By: Ashley Broadbelt January 1st, protesters filled the streets of Nigeria following the government’s announcement to remove fuel subsidy, which would subsequently cause an increase in gas prices.
GoodLuck Jonathan, President of Nigeria, faced heavy criticism from the public. Originally the plan was to increase the fuel price from about 65 naira per liter to approximately 141 naira per liter
Jonathan stated that the cut would save at least $8 million a year.
“The typical Nigerian has no money to buy a car or a bike,” said Ihejirika.
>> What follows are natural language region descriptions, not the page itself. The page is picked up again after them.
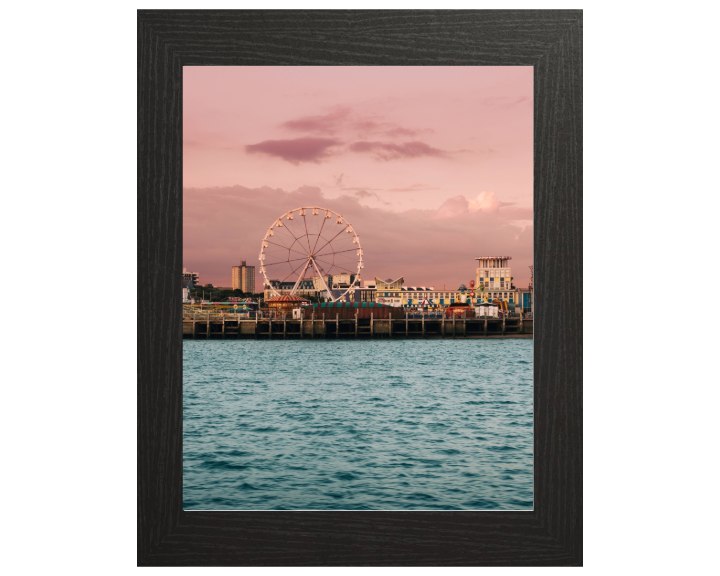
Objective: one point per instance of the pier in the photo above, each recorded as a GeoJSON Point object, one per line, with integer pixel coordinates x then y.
{"type": "Point", "coordinates": [202, 325]}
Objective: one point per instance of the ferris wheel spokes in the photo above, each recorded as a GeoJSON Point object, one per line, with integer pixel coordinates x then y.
{"type": "Point", "coordinates": [303, 230]}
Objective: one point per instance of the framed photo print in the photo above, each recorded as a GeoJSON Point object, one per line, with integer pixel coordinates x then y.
{"type": "Point", "coordinates": [377, 355]}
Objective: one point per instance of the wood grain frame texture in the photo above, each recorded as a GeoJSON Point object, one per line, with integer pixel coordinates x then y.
{"type": "Point", "coordinates": [549, 40]}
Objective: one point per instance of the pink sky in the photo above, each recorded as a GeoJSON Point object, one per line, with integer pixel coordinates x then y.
{"type": "Point", "coordinates": [433, 166]}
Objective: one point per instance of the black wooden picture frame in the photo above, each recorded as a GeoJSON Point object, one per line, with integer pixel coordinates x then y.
{"type": "Point", "coordinates": [549, 40]}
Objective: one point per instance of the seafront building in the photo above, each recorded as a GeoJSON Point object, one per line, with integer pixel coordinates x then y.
{"type": "Point", "coordinates": [493, 282]}
{"type": "Point", "coordinates": [493, 279]}
{"type": "Point", "coordinates": [243, 277]}
{"type": "Point", "coordinates": [194, 276]}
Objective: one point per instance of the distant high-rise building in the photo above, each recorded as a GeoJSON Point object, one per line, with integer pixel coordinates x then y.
{"type": "Point", "coordinates": [192, 276]}
{"type": "Point", "coordinates": [244, 277]}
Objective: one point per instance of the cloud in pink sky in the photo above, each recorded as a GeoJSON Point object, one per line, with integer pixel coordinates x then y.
{"type": "Point", "coordinates": [296, 150]}
{"type": "Point", "coordinates": [391, 151]}
{"type": "Point", "coordinates": [433, 165]}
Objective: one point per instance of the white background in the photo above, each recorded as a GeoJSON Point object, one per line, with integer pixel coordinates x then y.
{"type": "Point", "coordinates": [650, 241]}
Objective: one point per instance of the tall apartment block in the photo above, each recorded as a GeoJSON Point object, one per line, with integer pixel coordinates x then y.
{"type": "Point", "coordinates": [194, 276]}
{"type": "Point", "coordinates": [244, 277]}
{"type": "Point", "coordinates": [493, 272]}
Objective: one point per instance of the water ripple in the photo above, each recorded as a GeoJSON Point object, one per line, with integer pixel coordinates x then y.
{"type": "Point", "coordinates": [367, 425]}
He added that the Nigerian government should not have to subsidize the lifestyle of those who are already rich and Congress should use money for a mass transit system.
As a result from the strike, the Nigerian government and the trade workers were able to reach an agreement. . On January 16th, protests were suspended as President Jonathan announced the reduction in the price of gas was down to approximately 95 naira per liter.
The strikes in Nigeria hit home to Lincoln University as Political Science professor, Dr. Chieke Ihejirika, witnessed the protest in person from the day it began.
According to Ihejirika, the protests had a deeper meaning, beyond the oil issue, particularly the country’s politics.
“It was ill-motivated by the labor elite, who are part of the problem,” said Ihejirika.
The oil protest was just a small factor of a complex situation in Nigeria, which is the largest country in Africa that exports oil to other countries, including the United States.
Political Science and History student, Ubong Ikpe, agreed, stating that 99% of the Nigerian Population live in poverty and the oil subsidy would not have an impact on their lives.
“I do believe that the ones who are enlightened are driving the country into the right direction,” Ikpe said.